30 Aralık 2011 Cuma

Tavla atalım mı koltuk, bebeğim?



Yıllık kazanç hedefim 90.000 kadar ve tatlım, kota aşımı hiç dokunmuyor. Geçen cumartesi ismini vermek istemediğim altın yaldızlı bir kulübe gittik. Club değil yalnız yanlış anlaşılmasın, kuyruklu piyanosu caza benden hazır, duvarları kabartma motifli, bol bordolu loş, mis gibi puro kokan, viski aromalı bir kulüp. Eh sosyal hayat dediğimiz şey deri koltuklarla olur.

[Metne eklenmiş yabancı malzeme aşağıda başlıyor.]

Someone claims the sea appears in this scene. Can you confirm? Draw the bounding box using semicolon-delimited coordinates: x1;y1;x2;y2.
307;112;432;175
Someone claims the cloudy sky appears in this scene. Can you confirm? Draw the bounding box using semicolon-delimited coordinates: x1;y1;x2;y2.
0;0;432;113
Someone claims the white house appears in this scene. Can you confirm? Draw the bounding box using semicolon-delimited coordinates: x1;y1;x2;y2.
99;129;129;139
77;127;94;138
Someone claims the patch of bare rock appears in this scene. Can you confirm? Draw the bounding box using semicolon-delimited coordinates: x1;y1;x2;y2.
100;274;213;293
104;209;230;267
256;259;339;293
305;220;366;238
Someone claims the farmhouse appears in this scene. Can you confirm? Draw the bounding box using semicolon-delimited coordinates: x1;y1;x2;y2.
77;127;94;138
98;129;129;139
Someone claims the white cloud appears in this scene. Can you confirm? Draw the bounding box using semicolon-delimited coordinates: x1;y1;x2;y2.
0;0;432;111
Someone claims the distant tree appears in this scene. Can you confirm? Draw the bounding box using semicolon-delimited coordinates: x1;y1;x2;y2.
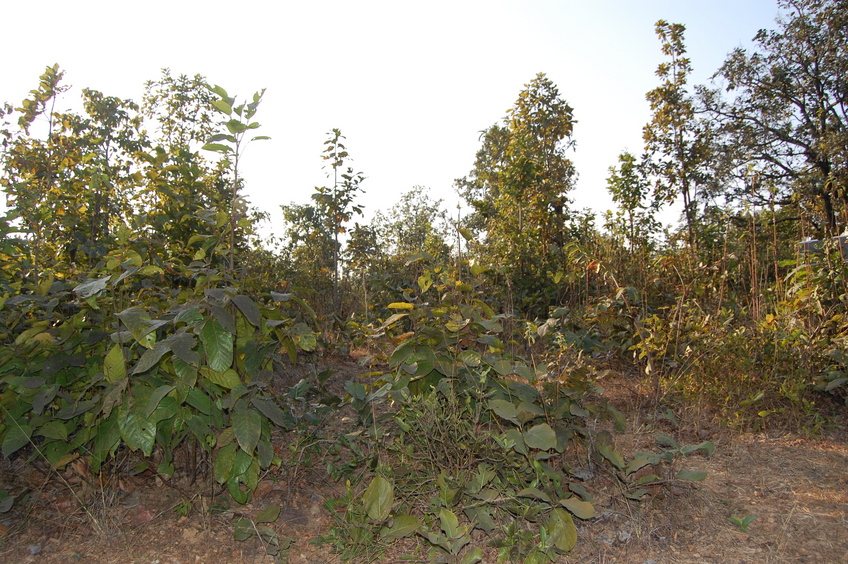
371;186;450;262
0;65;147;273
643;20;711;249
607;151;659;252
139;69;229;254
701;0;848;233
312;129;365;301
458;73;576;307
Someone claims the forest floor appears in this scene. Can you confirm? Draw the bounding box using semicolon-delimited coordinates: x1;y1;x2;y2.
0;362;848;564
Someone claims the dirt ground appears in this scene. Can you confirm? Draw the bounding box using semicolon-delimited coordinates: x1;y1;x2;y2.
0;368;848;564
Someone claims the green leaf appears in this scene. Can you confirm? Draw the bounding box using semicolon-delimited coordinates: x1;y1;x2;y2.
459;546;483;564
210;133;236;141
489;400;519;425
186;387;212;415
233;409;262;455
439;507;465;539
133;341;171;374
657;433;680;448
255;505;280;523
215;443;238;484
165;333;200;366
211;305;238;335
38;420;68;441
201;143;232;153
250;397;293;429
200;319;233;372
3;417;32;458
210;100;233;116
232;295;262;327
524;423;557;450
200;366;241;390
144;385;174;418
74;276;111;300
119;409;156;456
380;513;422;540
362;475;394;521
548;507;577;552
677;470;707;482
596;443;624;470
559;497;595;519
515;488;551;503
680;441;715;456
103;343;127;384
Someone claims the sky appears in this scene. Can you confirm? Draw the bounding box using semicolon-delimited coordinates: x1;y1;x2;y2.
0;0;778;234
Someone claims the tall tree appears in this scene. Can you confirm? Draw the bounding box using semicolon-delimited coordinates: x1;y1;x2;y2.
458;73;576;312
643;20;710;249
701;0;848;234
312;129;365;303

Bu noktada bir şeyi açıklığa kavuşturmak istiyorum. İlk paylaştığım yazıdan ve bunun girişinden naçizane dedikoducunuzun para manyağı olduğunu düşünmenizi istemem. Ama mesele iş hayatıysa konumuz penguenlerin şirinliği yada arıların azalması olamaz değil mi? Bir telekomünikasyon firmasının yıllık reklam harcamalarını duysanız, hele ki şu devirde, çıldırır topluca halaya kalkarsınız. Hem benim hedefim çok mütevazi.

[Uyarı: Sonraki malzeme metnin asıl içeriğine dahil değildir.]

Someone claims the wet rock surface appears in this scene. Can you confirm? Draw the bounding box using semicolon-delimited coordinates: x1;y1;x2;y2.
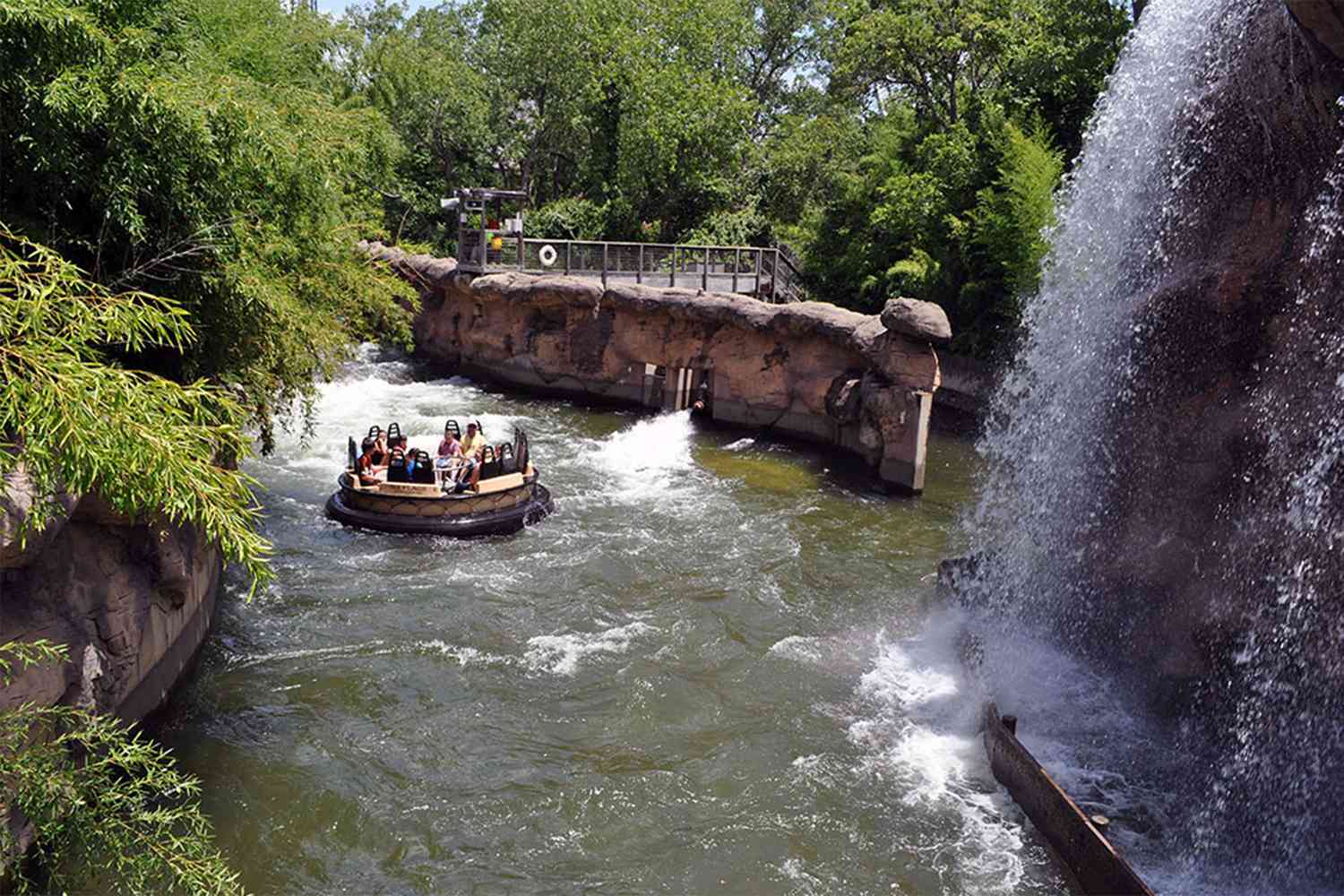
0;491;220;718
360;243;951;492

Her neyse, kulüpteyim. Burası daha çok korumaları ile dolaşan, filmli camlarıyla arabaları üst seviye hazlar yaşatabilirmiş gibi para bağımlısı ağabeylerin takıldığı bir mekan. Mafya değil yahu, reklam. Burası kimin ne kadar kazandığını aralarında konuştukları, bizlerin kazandığımız üç beş kuruşla ne kadar mutlu olduğumuza ve daha ne kadar kazanacağımıza karar verilen ortamlardan bir diğeri.

Rakamlar havada uçuşuyor, kahkahalar, seyahatler, eşler ve sermaye dostlar. Top oynadıkları sümüklü arkadaşlarıyla kurabilecekleri dostluklardanmış gibi sohbetler. Sanki o yağ tulumu para babası, 40 sene önce mahalle maçında bileği burkulunca yerden onu kaldırmış gibi samimi. Komşu çocuğuyla eve beraber gitmiş ve ekmek arası peyniri kapıp sokağa tekrar beraber koşmuşlar gibi candan.

Birkaç saniyelik tahliller ve sonra yine iş kadını olacağım, ilk bakış gözlemleri sadece, fazla vakit yok ama engel olamıyorum bunları düşünmeye. Zamanla kurtulacağım bir alışkanlık bu.

Gözüm koltuğa takılıyor, deri koltuk. Yani anadan doğma bir canlının yaşam süresine, bu puroların söndürüleceği ortamı sağlayan adamın müşterisi olduğu bir dekorasyon şirketi karar vermiş. Karar verildikten sonra biçarenin derisini biri resmen gözünü kırpmadan yüzmüş, evet. Şimdi kendisi, götümüze temas bile etmeden arada tozunun alınmasını bekliyor, işçisi köle yerine konan bir ülkenin pamuk tarlasındaki emekçilerin çilesiyle yapılmış bir eteğe sürtünüyor. Yani kıçımdaki aslen bir babanın çocuğunu doyurma endişesi, o endişenin altında canlıyken daha değersiz olan ceylanın binlerce dolarlık yüzülmüş derisi, can havli, çırpınması, koltuk hali. Evet milletimizin meclisinde onlardan yüzlerce var doğru bildiniz. Ülkenin kıçı ceylan derisine sürtünmezse yönetme yetisini kaybediyor.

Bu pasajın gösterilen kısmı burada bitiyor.